Intanto ieri a seguito di una telefonata tra il presidente Usa Barack Obama e quello turco Recep Tayyip Erdogan la Turchia ha accettato di concedere agli aerei della coalizione guidata dagli Usa, che bombardano i jihadisti in Siria, l'uso della base Nato di Incirlik, con quella che fonti Usa definiscono un'importante svolta nella campagna anti-Isis. Per molto tempo Washington aveva chiesto di poter usare la base, a 400 chilometri dalla capitale dell'Isis in Siria, Raqqa, per i suoi raid, ma finora Ankara aveva temporeggiato.

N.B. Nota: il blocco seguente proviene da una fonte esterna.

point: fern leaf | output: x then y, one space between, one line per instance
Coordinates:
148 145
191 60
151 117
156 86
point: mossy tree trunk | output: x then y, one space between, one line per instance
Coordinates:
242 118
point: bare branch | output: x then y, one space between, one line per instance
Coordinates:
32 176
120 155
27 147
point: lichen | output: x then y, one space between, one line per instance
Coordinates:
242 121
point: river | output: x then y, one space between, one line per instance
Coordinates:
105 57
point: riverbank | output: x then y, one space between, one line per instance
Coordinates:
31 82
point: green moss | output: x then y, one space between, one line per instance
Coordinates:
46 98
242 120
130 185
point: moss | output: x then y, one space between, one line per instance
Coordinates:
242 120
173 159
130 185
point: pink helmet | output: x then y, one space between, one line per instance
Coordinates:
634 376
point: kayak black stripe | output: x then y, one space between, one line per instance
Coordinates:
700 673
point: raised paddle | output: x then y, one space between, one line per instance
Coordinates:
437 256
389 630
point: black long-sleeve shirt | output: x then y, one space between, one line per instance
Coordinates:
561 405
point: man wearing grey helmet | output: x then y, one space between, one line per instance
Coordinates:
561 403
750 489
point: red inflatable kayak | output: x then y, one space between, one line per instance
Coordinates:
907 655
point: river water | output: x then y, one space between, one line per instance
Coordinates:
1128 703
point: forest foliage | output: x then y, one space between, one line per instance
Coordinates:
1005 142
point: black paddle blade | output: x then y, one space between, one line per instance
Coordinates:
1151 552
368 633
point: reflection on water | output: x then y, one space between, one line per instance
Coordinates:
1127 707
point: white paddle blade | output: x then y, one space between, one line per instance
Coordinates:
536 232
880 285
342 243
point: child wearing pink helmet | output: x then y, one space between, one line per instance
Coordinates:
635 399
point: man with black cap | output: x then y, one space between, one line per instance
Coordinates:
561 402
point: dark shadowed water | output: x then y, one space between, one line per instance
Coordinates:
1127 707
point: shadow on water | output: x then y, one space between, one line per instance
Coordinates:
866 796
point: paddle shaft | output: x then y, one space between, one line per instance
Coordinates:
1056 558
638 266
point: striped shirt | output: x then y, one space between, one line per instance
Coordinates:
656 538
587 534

Nel frattempo a Istanbul, una militante di estrema sinistra è stata uccisa durante gli scontri con la polizia. La donna, riferisce l'agenzia Anatolia, faceva parte del Fronte rivoluzionario di liberazione del popolo (DHKP-C) che Ankara ritiene responsabile di numerosi attentati nel Paese negli ultimi anni. La militante è stata uccisa quando la polizia ha provato ad entrare nella sua casa nel distretto di Bagcilar per effettuare degli arresti. Le autorità turche ritengono da tempo che il DHKP-C sia in combutta con il Partito dei lavoratori del Kurdistan (Pkk), uno degli obiettivi dei raid odierni.